Optimizing small molecule activation and cleavage in three-coordinate M[N(R)Ar]₃ complexes

The sterically hindered, three-coordinate metal systems M[N(R)Ar] ₃ (R = ^tBu, ⁱPr; Ar = 3,5-C₆H ₃Me₂) are known to bind and activate a number of fundamental diatomic molecules via a [Ar(R)N]₃M-L-L-M[N(R)Ar] ₃ dimer intermediate. To predict which metals are most suitable for activating and cleaving small molecules such as N₂, NO, CO, and CN^-, the M-L bond energies in the L-M(NH₂)³ (L = O, N, C) model complexes were calculated for a wide range of metals, oxidation states, and dⁿ (n = 2-6) configurations. The strongest M-O, M-N, and M-C bonds occurred for the d², d³, and d⁴ metals, respectively, and for these dⁿ configurations, the M-C and M-O bonds were calculated to be stronger than the M-N bonds.
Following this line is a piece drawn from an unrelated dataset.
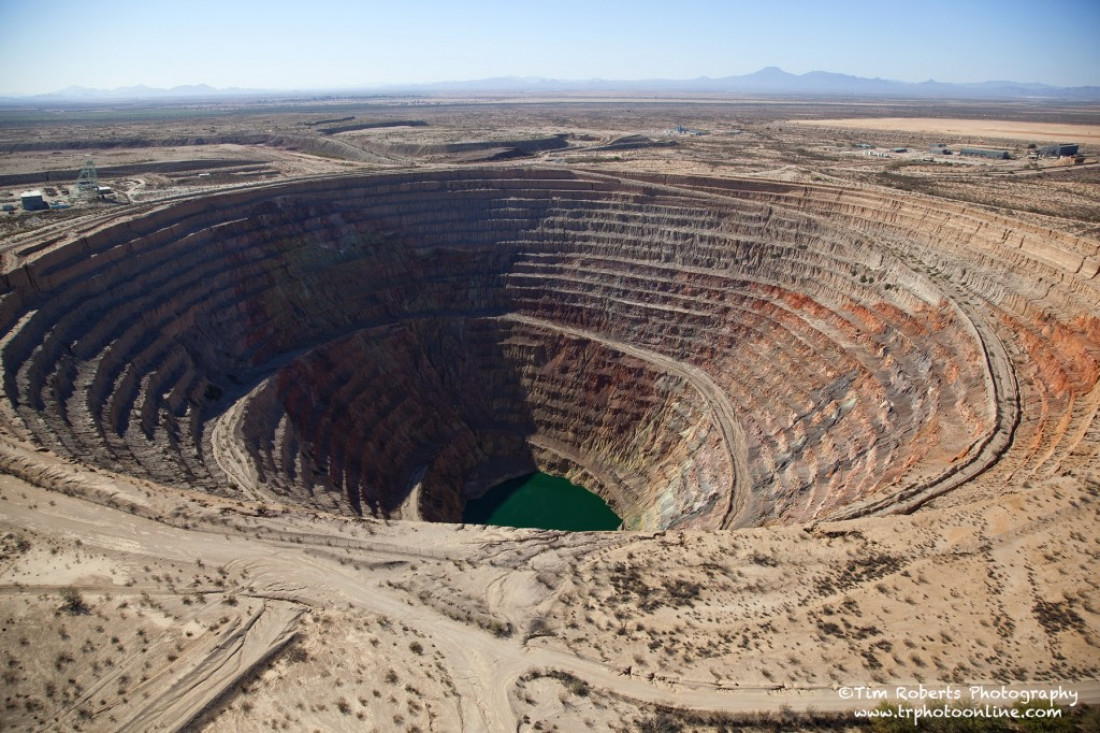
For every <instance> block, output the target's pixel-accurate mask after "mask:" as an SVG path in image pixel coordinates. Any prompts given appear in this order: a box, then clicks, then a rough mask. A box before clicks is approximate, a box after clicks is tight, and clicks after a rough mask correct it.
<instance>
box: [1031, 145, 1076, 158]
mask: <svg viewBox="0 0 1100 733" xmlns="http://www.w3.org/2000/svg"><path fill="white" fill-rule="evenodd" d="M1079 149H1080V145H1078V144H1077V143H1057V144H1054V145H1043V146H1042V147H1040V149H1038V154H1040V155H1041V156H1042V157H1073V156H1074V155H1077V153H1078V151H1079Z"/></svg>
For isoelectronic metals, the bond strengths were found to increase both down a group and to the left of a period. Both the calculated N-N bond lengths and activation barriers for N₂ bond cleavage in the (H₂N)₃M-N-N- M(NH₂)₃ intermediate dimers were shown to follow the trends in the M-N bond energies. The three-coordinate complexes of Ta ^II, W^III, and Nb^II are predicted to deliver more favorable N₂ cleavage reactions than the experimentally known Mo^III system and the Re^IIITa^III dimer, [Ar(R)N]₃-Re-CO-Ta[N(R)Ar]₃, is thermodynamically best suited for cleaving CO.